Static code analysis is based on performing a series of checks on the source code, without the need for runtime measurements. Common actions that such a tool usually performs are, for example, looking for known bugs and vulnerabilities, memory leaks, buffer overflows, compliance with coding standards, etc.
In particular, since the static analysis of the code is performed without executing the program, it can be carried out during the initial phase of the CI/CD process, before integrating the changes in the repository. Due to its nature, it is essential to interpret the results provided by these tools, so it cannot be a process alien to the developer, in fact it must be part of every change made to the code.
Since there is no such thing as a perfect tool, the static code analysis process must contain a sufficiently large battery of tests to obtain results that are as varied as possible. In this sense, this type of analysis is considered static because it can only identify cases where certain known or programmed rules are broken, so it cannot find all bugs by reading the source code alone. Because of this, these tools should be used in combination with other forms of dynamic analysis at runtime, and in conjunction with automated testing during the next phases of the development pipeline.

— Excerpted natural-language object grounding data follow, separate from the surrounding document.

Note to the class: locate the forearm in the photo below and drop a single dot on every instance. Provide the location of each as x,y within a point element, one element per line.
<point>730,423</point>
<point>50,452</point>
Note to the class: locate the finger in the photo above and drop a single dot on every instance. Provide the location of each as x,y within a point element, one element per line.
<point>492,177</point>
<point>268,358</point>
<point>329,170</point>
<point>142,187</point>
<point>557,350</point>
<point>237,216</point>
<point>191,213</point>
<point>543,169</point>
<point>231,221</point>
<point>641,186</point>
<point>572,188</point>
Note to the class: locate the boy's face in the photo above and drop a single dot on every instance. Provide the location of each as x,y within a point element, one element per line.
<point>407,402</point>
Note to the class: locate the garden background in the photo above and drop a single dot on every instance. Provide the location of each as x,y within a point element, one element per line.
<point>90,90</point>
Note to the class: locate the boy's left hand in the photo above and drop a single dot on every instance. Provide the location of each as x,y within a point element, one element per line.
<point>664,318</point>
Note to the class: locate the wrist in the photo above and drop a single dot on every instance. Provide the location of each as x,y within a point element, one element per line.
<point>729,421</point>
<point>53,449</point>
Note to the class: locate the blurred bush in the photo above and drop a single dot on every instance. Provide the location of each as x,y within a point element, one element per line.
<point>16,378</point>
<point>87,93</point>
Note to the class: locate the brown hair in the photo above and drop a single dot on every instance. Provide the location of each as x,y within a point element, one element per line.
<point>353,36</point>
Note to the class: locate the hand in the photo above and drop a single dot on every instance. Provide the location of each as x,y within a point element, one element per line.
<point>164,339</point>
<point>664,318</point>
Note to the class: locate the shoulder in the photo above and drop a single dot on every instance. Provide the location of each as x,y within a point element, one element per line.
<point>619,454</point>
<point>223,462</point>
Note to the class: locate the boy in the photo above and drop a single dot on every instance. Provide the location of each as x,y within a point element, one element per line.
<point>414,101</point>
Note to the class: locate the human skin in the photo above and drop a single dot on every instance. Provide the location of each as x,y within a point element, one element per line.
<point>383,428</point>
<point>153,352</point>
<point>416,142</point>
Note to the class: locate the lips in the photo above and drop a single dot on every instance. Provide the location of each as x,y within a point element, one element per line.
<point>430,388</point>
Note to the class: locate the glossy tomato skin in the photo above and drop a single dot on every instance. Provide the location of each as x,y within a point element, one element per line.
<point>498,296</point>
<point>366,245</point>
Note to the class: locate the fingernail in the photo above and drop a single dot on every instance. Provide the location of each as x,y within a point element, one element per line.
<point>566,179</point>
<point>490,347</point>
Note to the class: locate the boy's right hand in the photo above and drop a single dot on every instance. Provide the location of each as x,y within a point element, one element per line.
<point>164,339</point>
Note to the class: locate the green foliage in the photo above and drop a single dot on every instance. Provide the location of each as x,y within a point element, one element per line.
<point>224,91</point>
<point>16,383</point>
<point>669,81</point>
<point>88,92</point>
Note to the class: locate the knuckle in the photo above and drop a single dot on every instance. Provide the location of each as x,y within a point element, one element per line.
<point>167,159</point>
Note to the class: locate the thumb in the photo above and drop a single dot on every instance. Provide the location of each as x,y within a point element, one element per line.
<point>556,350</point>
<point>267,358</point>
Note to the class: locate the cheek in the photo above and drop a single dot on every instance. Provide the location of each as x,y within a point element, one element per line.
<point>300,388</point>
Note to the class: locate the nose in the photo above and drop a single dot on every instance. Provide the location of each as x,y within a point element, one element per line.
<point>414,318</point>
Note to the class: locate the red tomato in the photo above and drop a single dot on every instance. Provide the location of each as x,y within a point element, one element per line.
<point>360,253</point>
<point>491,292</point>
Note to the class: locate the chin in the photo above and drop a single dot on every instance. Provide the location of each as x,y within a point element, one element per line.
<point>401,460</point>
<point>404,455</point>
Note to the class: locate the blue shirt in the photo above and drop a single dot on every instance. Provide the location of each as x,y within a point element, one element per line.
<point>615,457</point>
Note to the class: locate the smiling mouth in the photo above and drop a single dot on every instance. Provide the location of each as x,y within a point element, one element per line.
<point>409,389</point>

One way to centralise this whole process is to use a platform that offers all these possibilities for code analysis and quality control. The most widely used and versatile at the moment is SonarQube, which is an open-source platform that provides continuous code quality management and static code analysis, as stated before. It is able to perform automated code reviews by analyzing source code and identifying potential bugs, vulnerabilities and coding format deviating from the language-specific best practices. It supports multiple programming languages and integrates with various build tools and development environments.
Furthermore, it can apply Quality Gates to a project, which are nothing more than a set of predefined rules that the code must meet to be considered accepted and moved forward to the next CI stage, or if it needs further improvement before proceeding. These rules involve several metrics that SonarQube analyzes and evaluates against, for instance:
They play a crucial role in ensuring a minimum desired quality standards and helps prevent introducing low-quality, inefficient, and vulnerable code into a specific software product. Therefore, integrating them into the CI pipeline will help developers monitor the status of every relevant branch, identify all detected problems in an early development stage, and ensuring no undesirable code has been merged to a production environment.